The painting was then donated to the Bowers Museum in Santa Ana, California. The painting is currently in the museum's collection. It was displayed in Poland in 2009 at the exhibition devoted to Helena Modjeska, entitled Helena Modrzejewska (1840–1909). For the Love of Art at the Historical Museum of Kraków on the occasion of the 100th anniversary of Modejska's death.

Based on the painting, the artist made a drawing titled Before the Storm, which was reprinted in the illustrated magazine "Wędrowiec" in 1886; the drawing is in the collection of the National Museum in Warsaw.

=== Attribution error ===
An attribution error occurred in the 20th century, when for a period of time, the painting had been mistakenly attributed to the painter of a similar name, Jan Chełmiński (despite a clear signature in the painting’s lower left corner, and the museum donation documents both correctly pointing out to “J. Chelmonski” as the creator.
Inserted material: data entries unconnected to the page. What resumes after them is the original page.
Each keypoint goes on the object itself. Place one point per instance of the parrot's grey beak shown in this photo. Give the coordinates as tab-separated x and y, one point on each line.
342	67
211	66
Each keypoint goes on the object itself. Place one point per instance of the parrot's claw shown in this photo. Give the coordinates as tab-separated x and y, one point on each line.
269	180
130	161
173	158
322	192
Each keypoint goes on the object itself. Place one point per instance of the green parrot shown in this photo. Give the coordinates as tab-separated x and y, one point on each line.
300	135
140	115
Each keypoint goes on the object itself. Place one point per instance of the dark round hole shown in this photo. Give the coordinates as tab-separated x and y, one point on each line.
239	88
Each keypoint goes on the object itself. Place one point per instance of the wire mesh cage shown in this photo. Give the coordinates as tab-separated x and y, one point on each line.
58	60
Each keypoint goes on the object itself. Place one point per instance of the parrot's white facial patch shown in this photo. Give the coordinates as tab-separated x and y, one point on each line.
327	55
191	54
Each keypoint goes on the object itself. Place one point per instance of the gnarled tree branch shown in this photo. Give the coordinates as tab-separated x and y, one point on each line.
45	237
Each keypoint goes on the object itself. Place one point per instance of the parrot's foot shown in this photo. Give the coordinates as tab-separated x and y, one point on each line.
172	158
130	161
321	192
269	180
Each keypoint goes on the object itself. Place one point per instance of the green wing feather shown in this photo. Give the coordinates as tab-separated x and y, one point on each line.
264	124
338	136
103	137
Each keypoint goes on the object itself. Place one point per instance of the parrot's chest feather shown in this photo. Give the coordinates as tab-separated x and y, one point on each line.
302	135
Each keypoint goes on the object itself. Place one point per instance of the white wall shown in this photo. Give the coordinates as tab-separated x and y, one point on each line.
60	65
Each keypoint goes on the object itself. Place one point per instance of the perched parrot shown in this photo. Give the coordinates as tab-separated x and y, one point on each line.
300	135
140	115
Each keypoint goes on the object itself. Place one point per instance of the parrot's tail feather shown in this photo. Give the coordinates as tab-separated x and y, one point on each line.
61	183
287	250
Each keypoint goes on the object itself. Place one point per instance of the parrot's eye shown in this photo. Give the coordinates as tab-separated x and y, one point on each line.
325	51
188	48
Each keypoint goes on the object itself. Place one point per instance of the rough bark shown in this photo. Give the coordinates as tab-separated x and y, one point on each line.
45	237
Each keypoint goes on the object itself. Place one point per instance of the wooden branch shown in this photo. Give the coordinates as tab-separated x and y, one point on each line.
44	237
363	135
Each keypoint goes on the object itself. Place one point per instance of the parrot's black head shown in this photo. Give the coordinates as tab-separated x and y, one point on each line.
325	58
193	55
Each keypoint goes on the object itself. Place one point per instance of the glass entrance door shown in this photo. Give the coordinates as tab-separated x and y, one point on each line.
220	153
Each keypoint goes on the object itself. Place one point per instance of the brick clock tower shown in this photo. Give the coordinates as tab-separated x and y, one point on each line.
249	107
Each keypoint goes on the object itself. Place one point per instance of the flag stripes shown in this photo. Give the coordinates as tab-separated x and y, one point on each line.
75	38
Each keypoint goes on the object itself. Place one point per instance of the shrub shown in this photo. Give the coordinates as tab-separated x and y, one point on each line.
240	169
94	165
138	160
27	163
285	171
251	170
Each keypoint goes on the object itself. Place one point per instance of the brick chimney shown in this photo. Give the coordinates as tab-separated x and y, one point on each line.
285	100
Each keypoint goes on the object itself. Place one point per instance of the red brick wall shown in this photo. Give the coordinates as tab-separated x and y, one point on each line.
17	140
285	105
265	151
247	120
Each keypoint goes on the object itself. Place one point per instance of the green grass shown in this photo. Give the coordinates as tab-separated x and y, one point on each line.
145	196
This mistake likely occurred due to the similarity of names; both painters trained with Józef Brandt in Munich and both exhibited their works in Paris; howerver, Chełmiński was primarily a painter of battle scenes and other historical paintings. As a result of the error, the painting was mistakenly attributed to him, and not Chełmoński, in a few mid-20th century publications. This error has since been resolved and the image correctly attributed to Józef Chełmoński.

== Description ==
Two young people are resting outdoors, surrounded by nature. Chełmoński aimed to document reality, the phenomena and events he observed. He created depictions of everyday life - genre scenes portraying rural communities, often using subtle humour. He was particularly drawn to scenes of social interaction and preferred to adopt the perspective of the peasant homestead rather than that of the manor house.

=== Depiction of women and common people ===
The young man plays the fiddle, and the young woman listens – lost in thought, longingly staring into space. The viewer may therefore infer that dreaming and reflection are pursuits not reserved merely for upper-class ladies. Representatives of the common people also have their desires and can be nostalgic, reflective or sentimental. The choice of a young man who plays music and a girl with dirty feet, immersed in thought, resting on gray, clay soil, was difficult to accept for many artistic salon regulars contemporary to Chełmoński. This very social observation is what draws the interest and appreciation of 21st-century critics.